Colorado’s Governors: Clarence J. Morley

Our series on Colorado’s governors continues with Clarence J. Morley, Colorado’s 24th governor. Governor Morley served one term from 1925-1927.

Early life

Governor Clarence J. Morley. Image from the Colorado State Archives.

Clarence Joseph Morley was born on February 9, 1869, in Dyersville, Iowa. He moved to Trinidad, Colorado with his family in 1890, where he worked as an official of the District Court. This position sparked his interest in a law career, and he attended law school at Denver University. Morley worked as a lawyer in Denver and served on the Denver School Board until he was elected District Judge of Denver in 1918.

Morley was a high-ranking member of the Ku Klux Klan and his judicial election was part of a larger effort by the Klan to infiltrate Colorado’s court system. According to a recent History Colorado story, Morley was an advisor to John Galen Locke, the leader of Colorado’s Ku Klux Klan chapter, and often ignored legal ethics to enact Locke’s wishes in the courts. For example, when assigned to the criminal division of the district courts, Morley rejected ten of the twelve names that had been randomly selected for a grand jury and replaced them with Klan-approved jurors. This was intended to create a “private panel of inquisitors” that could enact the Klan’s racist ideologies using the power of the court system. This was ultimately unsuccessful – the district attorney asked the Colorado Supreme Court to order Morley and his grand jury to properly fulfill their duties and the jury’s term expired before they could issue an indictment against anyone.

Political career

With the financial and political support of the Ku Klux Klan, Morley was elected governor in 1924 along with a slate of other candidates that were nominated by the Klan-controlled Republican Party. Morley was known as the “Ku Klux Klan Governor” because he never made a political decision without consulting Locke. A 1965 Colorado Magazine article describes how Morley was constantly on the telephone with Locke and had a messenger specifically assigned to carry written messages between the two, meaning that the Klan’s local leader essentially controlled Colorado’s executive branch.

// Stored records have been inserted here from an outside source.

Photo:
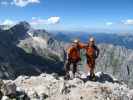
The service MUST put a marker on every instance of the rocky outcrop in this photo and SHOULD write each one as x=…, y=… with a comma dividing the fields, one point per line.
x=15, y=61
x=46, y=86
x=115, y=60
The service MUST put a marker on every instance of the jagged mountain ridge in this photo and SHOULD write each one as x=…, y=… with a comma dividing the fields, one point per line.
x=15, y=61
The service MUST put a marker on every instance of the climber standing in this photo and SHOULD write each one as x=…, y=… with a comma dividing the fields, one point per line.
x=92, y=53
x=73, y=57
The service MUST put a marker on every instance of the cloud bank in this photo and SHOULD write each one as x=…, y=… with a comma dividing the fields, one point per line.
x=51, y=20
x=23, y=3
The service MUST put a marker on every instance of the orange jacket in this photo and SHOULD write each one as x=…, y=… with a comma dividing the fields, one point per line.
x=74, y=52
x=92, y=51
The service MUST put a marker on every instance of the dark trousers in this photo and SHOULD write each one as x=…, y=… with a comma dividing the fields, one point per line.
x=68, y=64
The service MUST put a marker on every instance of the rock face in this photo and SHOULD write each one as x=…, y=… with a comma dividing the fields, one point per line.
x=15, y=61
x=115, y=60
x=48, y=87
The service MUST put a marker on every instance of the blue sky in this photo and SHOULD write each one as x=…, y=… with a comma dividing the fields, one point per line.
x=77, y=15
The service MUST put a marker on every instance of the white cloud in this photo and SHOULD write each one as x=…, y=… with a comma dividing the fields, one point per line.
x=128, y=22
x=51, y=20
x=109, y=23
x=7, y=22
x=23, y=3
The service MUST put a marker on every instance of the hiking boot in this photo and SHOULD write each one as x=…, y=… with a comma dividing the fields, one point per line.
x=67, y=77
x=93, y=77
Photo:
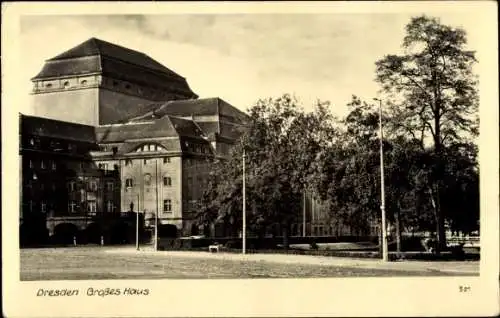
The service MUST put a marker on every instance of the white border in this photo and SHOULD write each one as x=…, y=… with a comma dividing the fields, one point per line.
x=304, y=297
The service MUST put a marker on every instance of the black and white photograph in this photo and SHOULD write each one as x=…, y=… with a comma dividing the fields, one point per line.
x=225, y=159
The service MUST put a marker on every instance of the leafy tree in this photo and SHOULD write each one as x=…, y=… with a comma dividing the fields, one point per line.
x=433, y=96
x=280, y=144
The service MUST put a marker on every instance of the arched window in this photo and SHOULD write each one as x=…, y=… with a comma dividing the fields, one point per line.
x=167, y=181
x=147, y=179
x=150, y=148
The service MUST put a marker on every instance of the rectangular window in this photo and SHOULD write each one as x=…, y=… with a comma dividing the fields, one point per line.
x=167, y=181
x=167, y=206
x=110, y=206
x=93, y=185
x=92, y=206
x=71, y=186
x=71, y=206
x=129, y=183
x=109, y=186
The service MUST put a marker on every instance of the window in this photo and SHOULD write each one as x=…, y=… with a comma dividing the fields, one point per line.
x=93, y=185
x=167, y=206
x=147, y=179
x=109, y=186
x=71, y=206
x=110, y=206
x=92, y=206
x=71, y=186
x=167, y=181
x=129, y=183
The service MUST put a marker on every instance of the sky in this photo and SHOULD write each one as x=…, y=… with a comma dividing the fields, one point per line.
x=241, y=57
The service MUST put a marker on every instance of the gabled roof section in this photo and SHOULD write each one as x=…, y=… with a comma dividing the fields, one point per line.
x=44, y=127
x=195, y=107
x=98, y=56
x=167, y=126
x=94, y=46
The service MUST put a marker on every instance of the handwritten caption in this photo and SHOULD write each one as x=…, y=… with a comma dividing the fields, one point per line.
x=93, y=292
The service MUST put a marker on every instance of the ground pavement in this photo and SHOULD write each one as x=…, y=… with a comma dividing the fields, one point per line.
x=464, y=267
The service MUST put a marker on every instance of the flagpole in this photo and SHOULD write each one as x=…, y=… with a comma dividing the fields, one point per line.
x=244, y=235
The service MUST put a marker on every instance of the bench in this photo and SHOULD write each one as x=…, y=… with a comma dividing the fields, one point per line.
x=214, y=248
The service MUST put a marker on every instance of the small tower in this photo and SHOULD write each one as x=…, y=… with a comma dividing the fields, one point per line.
x=98, y=83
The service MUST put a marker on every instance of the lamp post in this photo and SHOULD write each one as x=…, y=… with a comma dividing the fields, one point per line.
x=244, y=235
x=136, y=220
x=156, y=214
x=304, y=214
x=385, y=251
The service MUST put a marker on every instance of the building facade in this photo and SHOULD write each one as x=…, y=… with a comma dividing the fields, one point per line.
x=123, y=133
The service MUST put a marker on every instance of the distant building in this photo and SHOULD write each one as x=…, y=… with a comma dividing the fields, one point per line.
x=122, y=133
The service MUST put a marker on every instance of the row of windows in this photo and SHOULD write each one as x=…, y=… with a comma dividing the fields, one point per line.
x=73, y=206
x=53, y=145
x=92, y=185
x=129, y=162
x=43, y=164
x=66, y=84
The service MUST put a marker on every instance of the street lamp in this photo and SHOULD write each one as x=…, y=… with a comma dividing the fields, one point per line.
x=136, y=221
x=244, y=234
x=385, y=250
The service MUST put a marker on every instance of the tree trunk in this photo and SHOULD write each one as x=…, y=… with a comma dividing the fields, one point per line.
x=397, y=220
x=286, y=243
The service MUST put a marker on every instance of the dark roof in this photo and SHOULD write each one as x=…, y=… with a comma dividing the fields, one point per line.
x=45, y=127
x=195, y=107
x=98, y=56
x=95, y=46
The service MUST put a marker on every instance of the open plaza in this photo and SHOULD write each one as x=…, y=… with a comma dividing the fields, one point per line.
x=125, y=262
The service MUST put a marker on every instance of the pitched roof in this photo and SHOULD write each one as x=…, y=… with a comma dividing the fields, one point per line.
x=94, y=46
x=39, y=126
x=98, y=56
x=195, y=107
x=166, y=126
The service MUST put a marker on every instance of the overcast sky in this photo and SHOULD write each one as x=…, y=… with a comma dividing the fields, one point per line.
x=244, y=57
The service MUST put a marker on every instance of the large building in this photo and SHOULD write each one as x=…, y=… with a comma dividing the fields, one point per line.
x=116, y=131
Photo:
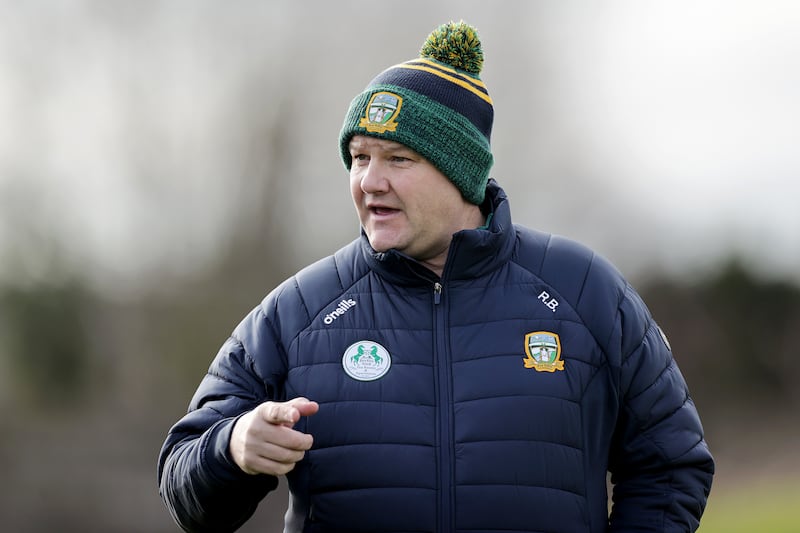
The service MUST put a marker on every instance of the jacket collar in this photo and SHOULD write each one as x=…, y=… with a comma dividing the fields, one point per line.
x=472, y=252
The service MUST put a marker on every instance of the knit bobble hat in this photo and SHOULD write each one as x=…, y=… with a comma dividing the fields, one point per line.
x=436, y=105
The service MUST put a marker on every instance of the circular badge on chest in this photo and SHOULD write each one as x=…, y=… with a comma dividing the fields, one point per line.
x=366, y=361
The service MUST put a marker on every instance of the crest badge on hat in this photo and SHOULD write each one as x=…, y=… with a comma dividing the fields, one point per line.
x=543, y=350
x=381, y=113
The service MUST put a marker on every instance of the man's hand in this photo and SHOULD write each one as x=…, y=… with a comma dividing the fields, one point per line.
x=263, y=441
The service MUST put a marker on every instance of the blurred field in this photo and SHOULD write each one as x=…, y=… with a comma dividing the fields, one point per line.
x=769, y=506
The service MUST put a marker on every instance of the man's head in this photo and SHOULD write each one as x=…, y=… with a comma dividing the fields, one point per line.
x=436, y=105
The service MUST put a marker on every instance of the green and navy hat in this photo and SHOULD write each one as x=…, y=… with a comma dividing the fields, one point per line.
x=436, y=105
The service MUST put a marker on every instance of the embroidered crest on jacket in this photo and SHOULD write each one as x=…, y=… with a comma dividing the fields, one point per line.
x=543, y=350
x=366, y=361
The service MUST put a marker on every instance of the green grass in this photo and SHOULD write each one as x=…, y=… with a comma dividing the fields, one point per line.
x=754, y=508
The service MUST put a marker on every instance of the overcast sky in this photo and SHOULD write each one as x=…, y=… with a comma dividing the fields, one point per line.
x=663, y=134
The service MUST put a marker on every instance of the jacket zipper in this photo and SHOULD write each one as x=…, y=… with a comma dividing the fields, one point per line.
x=444, y=401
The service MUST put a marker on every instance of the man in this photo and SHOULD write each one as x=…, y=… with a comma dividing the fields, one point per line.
x=448, y=370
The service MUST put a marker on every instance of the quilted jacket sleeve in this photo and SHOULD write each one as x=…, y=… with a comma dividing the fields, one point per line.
x=202, y=487
x=660, y=464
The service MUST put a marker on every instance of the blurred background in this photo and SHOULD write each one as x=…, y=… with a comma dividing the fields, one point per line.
x=164, y=164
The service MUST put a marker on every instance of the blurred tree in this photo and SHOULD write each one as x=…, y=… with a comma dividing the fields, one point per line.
x=46, y=343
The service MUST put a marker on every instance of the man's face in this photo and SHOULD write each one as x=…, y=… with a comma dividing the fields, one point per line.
x=404, y=202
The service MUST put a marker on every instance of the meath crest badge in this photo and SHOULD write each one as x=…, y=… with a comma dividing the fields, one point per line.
x=544, y=351
x=366, y=361
x=381, y=113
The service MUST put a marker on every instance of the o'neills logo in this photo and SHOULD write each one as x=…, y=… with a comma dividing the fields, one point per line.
x=343, y=307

Morley’s inaugural address highlighted the Klan’s political goals, which were intended to discriminate against immigrants and Catholics. These included:

  • Passing an act that would ban certain groups of immigrants from moving to Colorado.
  • Removing allowances in Colorado’s prohibition laws that permitted Catholic churches to buy wine for sacramental use, meaning that Catholics could not celebrate Mass.
  • Eliminating state agency positions held by those who did not support the Klan, and creating new positions to reward Klan followers.

Although the Colorado House of Representatives was mostly composed of Klan-supported Republicans, the Colorado Senate held many members who opposed Morley and the Klan’s agenda. A coalition of six Republicans and fourteen Democrats in the Senate was able to kill almost all the Klan-approved legislation introduced in the House. By the end of Morley’s term, only 15% of the bills introduced by the General Assembly made it to his desk to be signed.

Because of this unproductive term, internal conflict within Colorado’s Klan organization, and rising public disgust with the Klan’s violence and corruption, Morley and many other Klan-supported candidates lost in the 1926 primary and the height of the Klan’s influence over Colorado’s politics was over.

Life after politics

After his term, Morley left politics and established a stock brokerage firm in Indiana before moving back to Denver to practice law once again. In 1935, he was arrested for mail fraud and served five years in Leavenworth Prison. After leaving Leavenworth, Morley moved to Oklahoma City, where he died in 1948.